The executioner drew his wide, thin blade and all those present
covered their eyes with their cloaks, when a wailing voice called
on the executioner to delay yet a moment. The High King uncovered
his eyes and saw that a woman had approached driving a cow before
her.

"Why are you killing the boy?" she demanded.

The reason for this slaying was explained to her.

"Are you sure," she asked, "that the poets and magicians really
know everything?"

"Do they not?" the king inquired.

"Do they?" she insisted.

And then turning to the magicians:

"Let one magician of the magicians tell me what is hidden in the
bags that are lying across the back of my cow."

But no magician could tell it, nor did they try to.

"Questions are not answered thus," they said. "There is formulae,
and the calling up of spirits, and lengthy complicated
preparations in our art."

"I am not badly learned in these arts," said the woman, "and I
say that if you slay this cow the effect will be the same as if
you had killed the boy."

"We would prefer to kill a cow or a thousand cows rather than
harm this young prince," said Conn, "but if we spare the boy will
these evils return?"

"They will not be banished until you have banished their cause."

"And what is their cause?"

"Becuma is the cause, and she must be banished."

"If you must tell me what to do," said Conn, "tell me at least to
do something that I can do."

"I will tell you certainly. You can keep Becuma and your ills as
long as you want to. It does not matter to me. Come, my son," she
said to Segda, for it was Segda's mother who had come to save
him; and then that sinless queen and her son went back to their
home of enchantment, leaving the king and Fionn and the magicians
and nobles of Ireland astonished and ashamed.



CHAPTER VIII

There are good and evil people in this and in every other world,
and the person who goes hence will go to the good or the evil
that is native to him, while those who return come as surely to
their due. The trouble which had fallen on Becuma did not leave
her repentant, and the sweet lady began to do wrong as instantly
and innocently as a flower begins to grow. It was she who was
responsible for the ills which had come on Ireland, and we may
wonder why she brought these plagues and droughts to what was now
her own country.

Under all wrong-doing lies personal vanity or the feeling that we
are endowed and privileged beyond our fellows. It is probable
that, however courageously she had accepted fate, Becuma had been
sharply stricken in her pride; in the sense of personal strength,
aloofness, and identity, in which the mind likens itself to god
and will resist every domination but its own. She had been
punished, that is, she had submitted to control, and her sense of
freedom, of privilege, of very being, was outraged. The mind
flinches even from the control of natural law, and how much more
from the despotism of its own separated likenesses, for if
another can control me that other has usurped me, has become me,
and how terribly I seem diminished by the seeming addition!

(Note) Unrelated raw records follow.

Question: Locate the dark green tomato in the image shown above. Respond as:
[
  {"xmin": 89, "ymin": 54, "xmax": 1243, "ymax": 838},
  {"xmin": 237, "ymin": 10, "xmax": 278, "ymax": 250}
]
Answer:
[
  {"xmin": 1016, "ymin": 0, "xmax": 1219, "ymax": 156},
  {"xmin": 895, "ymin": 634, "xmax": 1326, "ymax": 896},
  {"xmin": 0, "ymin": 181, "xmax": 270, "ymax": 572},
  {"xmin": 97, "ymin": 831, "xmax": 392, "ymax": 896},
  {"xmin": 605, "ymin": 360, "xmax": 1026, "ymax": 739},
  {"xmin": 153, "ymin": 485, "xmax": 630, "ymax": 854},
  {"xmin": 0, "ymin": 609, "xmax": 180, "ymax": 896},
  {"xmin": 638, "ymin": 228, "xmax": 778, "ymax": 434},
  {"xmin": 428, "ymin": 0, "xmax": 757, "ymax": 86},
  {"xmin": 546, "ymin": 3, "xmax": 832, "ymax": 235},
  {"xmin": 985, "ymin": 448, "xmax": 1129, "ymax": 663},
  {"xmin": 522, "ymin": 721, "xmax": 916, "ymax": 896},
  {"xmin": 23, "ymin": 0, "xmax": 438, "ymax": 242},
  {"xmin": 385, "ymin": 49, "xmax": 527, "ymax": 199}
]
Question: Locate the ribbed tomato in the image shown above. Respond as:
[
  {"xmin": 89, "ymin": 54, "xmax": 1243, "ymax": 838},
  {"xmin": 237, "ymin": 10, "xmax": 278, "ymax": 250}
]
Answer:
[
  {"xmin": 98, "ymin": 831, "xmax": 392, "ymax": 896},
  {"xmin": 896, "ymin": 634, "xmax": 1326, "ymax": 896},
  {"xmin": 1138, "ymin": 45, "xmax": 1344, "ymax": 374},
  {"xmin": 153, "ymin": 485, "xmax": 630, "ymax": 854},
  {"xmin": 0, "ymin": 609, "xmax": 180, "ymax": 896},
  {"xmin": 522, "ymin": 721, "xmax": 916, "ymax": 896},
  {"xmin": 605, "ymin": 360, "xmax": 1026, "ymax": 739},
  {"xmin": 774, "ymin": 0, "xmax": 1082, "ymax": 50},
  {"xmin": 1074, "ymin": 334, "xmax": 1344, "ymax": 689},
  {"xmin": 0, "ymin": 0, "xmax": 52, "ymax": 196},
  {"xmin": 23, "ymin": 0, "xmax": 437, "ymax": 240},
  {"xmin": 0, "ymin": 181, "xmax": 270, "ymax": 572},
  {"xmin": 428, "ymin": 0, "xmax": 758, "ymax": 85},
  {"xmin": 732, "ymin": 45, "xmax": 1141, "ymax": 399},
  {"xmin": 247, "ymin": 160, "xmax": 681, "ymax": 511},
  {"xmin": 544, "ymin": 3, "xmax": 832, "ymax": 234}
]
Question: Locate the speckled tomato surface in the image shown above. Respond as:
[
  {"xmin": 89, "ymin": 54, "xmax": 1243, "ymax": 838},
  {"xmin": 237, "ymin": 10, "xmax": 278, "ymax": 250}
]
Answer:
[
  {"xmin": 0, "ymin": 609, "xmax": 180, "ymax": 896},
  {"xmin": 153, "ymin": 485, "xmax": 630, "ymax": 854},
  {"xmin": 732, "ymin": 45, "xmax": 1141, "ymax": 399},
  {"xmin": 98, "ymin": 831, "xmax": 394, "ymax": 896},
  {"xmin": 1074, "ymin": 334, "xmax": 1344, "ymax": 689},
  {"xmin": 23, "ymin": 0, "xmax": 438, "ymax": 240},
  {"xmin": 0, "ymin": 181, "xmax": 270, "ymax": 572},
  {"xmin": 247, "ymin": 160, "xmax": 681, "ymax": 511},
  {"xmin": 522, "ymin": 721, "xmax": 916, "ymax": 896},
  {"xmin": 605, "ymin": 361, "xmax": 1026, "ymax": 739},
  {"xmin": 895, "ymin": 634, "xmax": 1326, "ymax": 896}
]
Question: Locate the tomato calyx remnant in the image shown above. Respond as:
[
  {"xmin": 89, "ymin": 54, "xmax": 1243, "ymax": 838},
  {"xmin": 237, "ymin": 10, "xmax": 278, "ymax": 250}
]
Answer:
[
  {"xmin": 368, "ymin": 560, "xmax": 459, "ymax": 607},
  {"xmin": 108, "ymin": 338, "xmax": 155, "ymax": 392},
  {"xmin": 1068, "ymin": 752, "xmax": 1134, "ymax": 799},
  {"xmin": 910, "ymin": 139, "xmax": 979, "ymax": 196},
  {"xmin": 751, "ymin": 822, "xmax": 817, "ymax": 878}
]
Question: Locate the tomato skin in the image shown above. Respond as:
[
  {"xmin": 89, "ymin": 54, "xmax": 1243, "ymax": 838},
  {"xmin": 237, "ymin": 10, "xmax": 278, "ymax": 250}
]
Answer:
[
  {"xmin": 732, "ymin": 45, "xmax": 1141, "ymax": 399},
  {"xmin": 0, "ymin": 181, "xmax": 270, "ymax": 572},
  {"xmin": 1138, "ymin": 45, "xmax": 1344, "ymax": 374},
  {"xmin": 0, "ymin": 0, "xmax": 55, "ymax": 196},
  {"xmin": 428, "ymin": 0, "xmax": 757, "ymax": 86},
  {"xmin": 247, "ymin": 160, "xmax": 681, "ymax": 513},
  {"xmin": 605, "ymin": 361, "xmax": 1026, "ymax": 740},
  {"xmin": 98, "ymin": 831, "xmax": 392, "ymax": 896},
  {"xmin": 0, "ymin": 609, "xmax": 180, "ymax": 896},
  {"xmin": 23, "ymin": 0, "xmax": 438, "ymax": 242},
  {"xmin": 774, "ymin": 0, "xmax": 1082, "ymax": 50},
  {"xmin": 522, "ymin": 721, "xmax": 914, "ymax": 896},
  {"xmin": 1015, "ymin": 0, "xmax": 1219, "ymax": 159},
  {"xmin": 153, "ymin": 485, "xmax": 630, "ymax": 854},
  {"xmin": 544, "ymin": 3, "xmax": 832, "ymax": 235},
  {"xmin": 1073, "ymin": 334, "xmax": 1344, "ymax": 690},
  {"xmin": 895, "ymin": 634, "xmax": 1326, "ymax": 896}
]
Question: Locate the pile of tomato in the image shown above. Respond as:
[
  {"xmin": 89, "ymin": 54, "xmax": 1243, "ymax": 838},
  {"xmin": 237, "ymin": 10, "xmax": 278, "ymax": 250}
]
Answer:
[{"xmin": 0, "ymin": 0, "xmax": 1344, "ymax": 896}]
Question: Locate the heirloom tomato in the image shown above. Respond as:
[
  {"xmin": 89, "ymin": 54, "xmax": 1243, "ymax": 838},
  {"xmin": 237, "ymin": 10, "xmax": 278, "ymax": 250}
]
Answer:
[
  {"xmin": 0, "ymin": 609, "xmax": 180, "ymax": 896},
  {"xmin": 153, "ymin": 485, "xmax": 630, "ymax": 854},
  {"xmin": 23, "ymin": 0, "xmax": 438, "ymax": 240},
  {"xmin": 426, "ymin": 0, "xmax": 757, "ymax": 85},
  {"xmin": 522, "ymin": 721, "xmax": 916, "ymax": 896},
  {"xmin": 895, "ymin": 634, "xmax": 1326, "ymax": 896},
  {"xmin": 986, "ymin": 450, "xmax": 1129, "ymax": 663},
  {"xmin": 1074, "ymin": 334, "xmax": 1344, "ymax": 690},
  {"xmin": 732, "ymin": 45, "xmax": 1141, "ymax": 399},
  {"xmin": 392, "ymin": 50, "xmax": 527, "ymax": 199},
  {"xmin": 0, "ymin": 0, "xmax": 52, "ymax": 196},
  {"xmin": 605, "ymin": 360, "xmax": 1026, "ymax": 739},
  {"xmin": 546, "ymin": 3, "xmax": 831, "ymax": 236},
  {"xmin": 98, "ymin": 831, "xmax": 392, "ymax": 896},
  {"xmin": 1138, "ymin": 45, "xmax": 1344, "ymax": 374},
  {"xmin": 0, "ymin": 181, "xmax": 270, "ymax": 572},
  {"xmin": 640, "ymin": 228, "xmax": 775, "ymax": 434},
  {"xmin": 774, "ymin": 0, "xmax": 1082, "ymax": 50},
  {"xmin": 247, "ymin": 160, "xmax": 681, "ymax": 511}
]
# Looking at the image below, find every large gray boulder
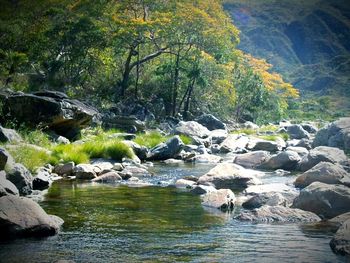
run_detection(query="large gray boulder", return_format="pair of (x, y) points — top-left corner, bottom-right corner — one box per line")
(0, 196), (63, 239)
(248, 138), (286, 152)
(147, 135), (184, 160)
(293, 182), (350, 219)
(201, 189), (236, 211)
(0, 171), (19, 197)
(242, 191), (297, 209)
(6, 163), (33, 195)
(3, 91), (97, 139)
(260, 151), (301, 171)
(294, 162), (350, 188)
(313, 117), (350, 151)
(0, 125), (22, 143)
(233, 151), (270, 168)
(195, 114), (226, 131)
(174, 121), (210, 138)
(287, 124), (310, 139)
(236, 205), (321, 223)
(299, 146), (348, 172)
(329, 219), (350, 255)
(220, 134), (249, 153)
(198, 163), (261, 190)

This sense of separateness is vanity, and is the bed of all
wrong-doing. For we are not freedom, we are control, and we must
submit to our own function ere we can exercise it. Even
unconsciously we accept the rights of others to all that we have,
and if we will not share our good with them, it is because we
cannot, having none; but we will yet give what we have, although
that be evil. To insist on other people sharing in our personal
torment is the first step towards insisting that they shall share
in our joy, as we shall insist when we get it.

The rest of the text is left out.